Computational models to predict and dissect mechanistically drug sensitivity in cancer
Session type: Symposia
Predicting the response of a patient to a therapy is a major goal in modern oncology and a requisite to develop a personalised treatment. To model the heterogeneous response of patients to treatment, high-throughput screenings of therapeutic compounds against a panel of heterogeneous cancer cell lines have been performed. These studies have unveiled multiple relationships between genomic alterations and drug responses. Various computational approaches have been proposed to predict sensitivity based on genomic features, while others have used the chemical properties of the drugs to ascertain their effect.
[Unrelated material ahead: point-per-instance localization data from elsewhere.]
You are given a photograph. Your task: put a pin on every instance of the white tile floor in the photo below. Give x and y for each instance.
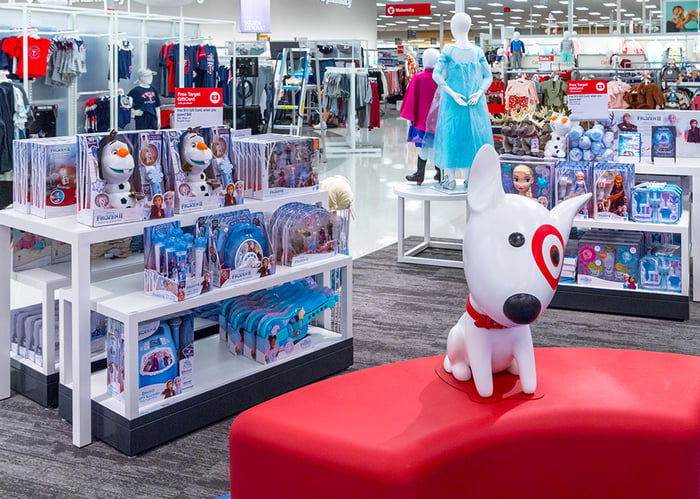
(373, 180)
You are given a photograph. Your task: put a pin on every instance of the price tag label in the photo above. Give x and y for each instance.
(545, 63)
(588, 99)
(198, 107)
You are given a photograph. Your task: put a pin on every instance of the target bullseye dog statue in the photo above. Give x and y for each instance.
(513, 256)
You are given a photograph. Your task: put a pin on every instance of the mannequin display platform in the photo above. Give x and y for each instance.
(463, 122)
(416, 109)
(517, 50)
(146, 103)
(602, 423)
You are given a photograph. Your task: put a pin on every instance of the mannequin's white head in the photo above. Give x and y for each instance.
(460, 25)
(430, 57)
(145, 77)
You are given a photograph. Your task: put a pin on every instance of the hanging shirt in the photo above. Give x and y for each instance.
(190, 62)
(145, 99)
(37, 53)
(517, 46)
(124, 59)
(521, 95)
(207, 64)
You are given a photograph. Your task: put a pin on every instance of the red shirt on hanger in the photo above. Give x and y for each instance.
(37, 53)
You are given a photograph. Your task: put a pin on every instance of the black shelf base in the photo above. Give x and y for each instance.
(36, 386)
(150, 430)
(622, 302)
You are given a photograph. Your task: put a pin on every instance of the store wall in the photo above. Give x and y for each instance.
(292, 19)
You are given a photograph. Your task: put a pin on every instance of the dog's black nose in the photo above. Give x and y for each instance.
(522, 308)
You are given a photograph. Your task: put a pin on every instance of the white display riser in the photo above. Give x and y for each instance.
(80, 237)
(215, 367)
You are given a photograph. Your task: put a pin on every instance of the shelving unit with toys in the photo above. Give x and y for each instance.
(652, 303)
(224, 385)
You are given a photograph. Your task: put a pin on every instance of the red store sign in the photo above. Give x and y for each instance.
(408, 9)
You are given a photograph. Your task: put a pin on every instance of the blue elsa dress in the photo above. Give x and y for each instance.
(461, 130)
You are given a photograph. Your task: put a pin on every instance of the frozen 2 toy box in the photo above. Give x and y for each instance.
(121, 178)
(530, 179)
(175, 263)
(574, 178)
(237, 245)
(273, 164)
(613, 183)
(657, 202)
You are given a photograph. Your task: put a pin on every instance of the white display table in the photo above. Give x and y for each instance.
(428, 192)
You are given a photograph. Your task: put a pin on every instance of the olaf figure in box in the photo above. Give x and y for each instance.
(513, 257)
(195, 157)
(117, 166)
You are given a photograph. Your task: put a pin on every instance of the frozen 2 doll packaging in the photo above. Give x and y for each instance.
(197, 187)
(530, 179)
(175, 263)
(463, 125)
(274, 164)
(121, 178)
(53, 168)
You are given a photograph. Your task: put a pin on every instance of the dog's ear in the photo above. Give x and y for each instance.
(485, 186)
(566, 211)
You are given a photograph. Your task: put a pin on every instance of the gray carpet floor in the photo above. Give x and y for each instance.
(399, 312)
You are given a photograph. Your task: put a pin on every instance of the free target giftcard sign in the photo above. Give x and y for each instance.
(198, 107)
(588, 99)
(408, 9)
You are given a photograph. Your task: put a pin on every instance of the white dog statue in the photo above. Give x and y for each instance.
(513, 256)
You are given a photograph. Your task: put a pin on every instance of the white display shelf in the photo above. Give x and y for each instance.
(67, 229)
(123, 298)
(80, 237)
(58, 275)
(573, 285)
(682, 226)
(214, 366)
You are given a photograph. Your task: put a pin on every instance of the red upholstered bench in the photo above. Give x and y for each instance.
(603, 423)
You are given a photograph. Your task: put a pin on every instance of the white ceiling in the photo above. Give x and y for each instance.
(522, 13)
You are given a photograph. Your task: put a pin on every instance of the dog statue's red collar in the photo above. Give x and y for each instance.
(480, 320)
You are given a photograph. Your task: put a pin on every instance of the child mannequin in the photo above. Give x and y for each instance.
(567, 49)
(517, 49)
(463, 123)
(416, 107)
(146, 107)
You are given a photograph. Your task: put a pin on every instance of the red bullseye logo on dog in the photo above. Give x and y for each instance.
(548, 250)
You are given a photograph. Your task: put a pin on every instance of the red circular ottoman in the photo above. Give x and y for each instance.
(602, 423)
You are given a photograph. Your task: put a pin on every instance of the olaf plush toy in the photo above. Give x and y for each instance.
(116, 168)
(561, 126)
(195, 157)
(513, 256)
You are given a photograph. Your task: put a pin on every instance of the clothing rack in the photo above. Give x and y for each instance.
(351, 139)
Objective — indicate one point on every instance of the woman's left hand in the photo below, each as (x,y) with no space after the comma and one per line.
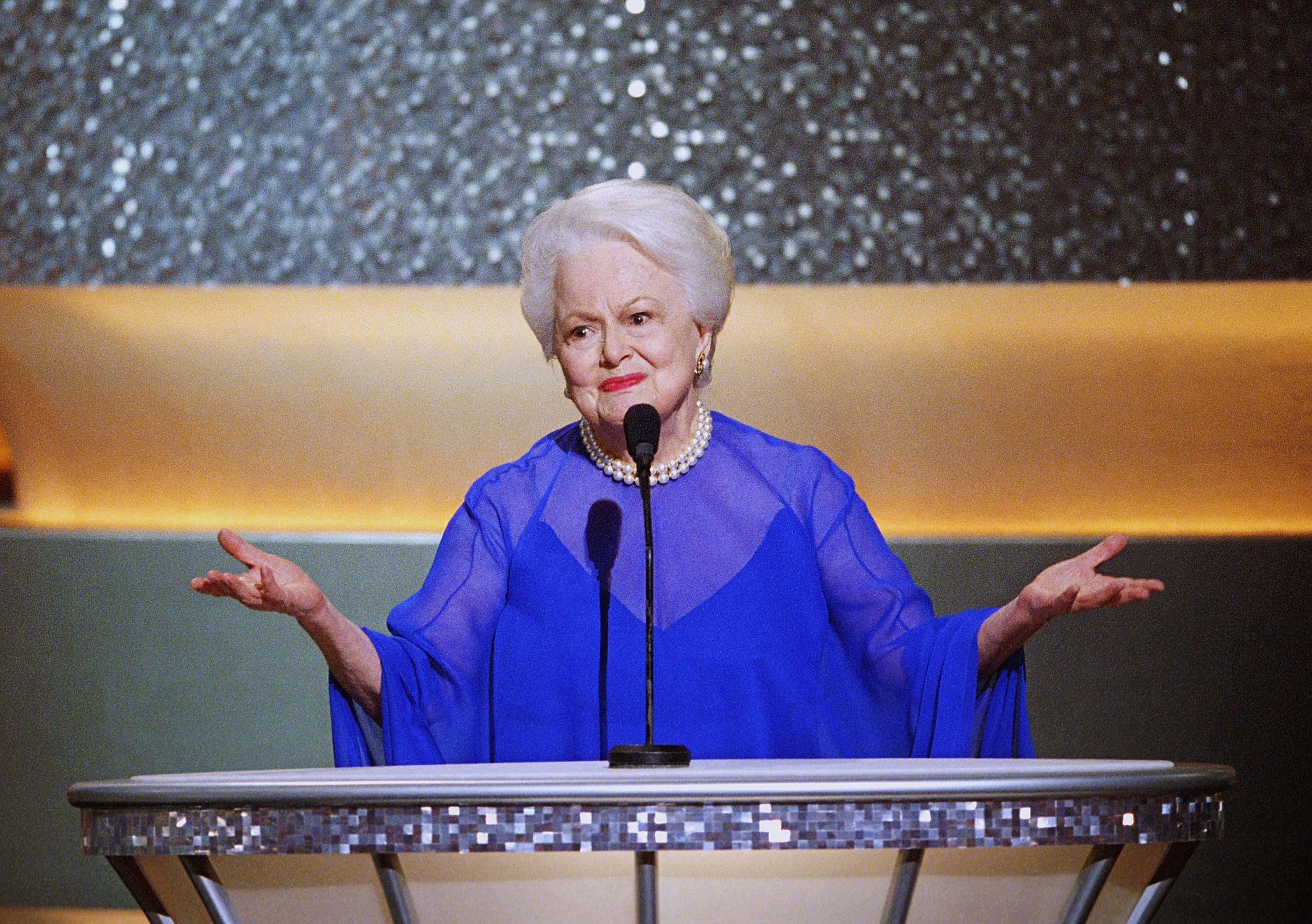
(1072,586)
In an effort to integrate these complementary approaches, we have developed machine learning models to predict the response of cancer cell lines to drug treatment based on both the genomic features of the cell lines and the chemical properties of the considered drugs. Genomic data is integrated with various sources of prior knowledge whenever possible. These computational models can be used to optimise the experimental design of drug-cell screenings as well as to screen in silico novel compounds, thus identifying novel new drug repositioning opportunities. They also point at molecular processes involved in resistance mechanisms, thus proposing systems to analyse in a mechanistic fashion. These mechanisms can then be characterised in detail using pathway models. Specifically, we build logic models based on phosphoproteomic measurements upon ligand stimulation and perturbation with drugs, and use these models to dissect biochemically the mechanism of action of targeted therapeutics, and understand the molecular basis of drug resistance.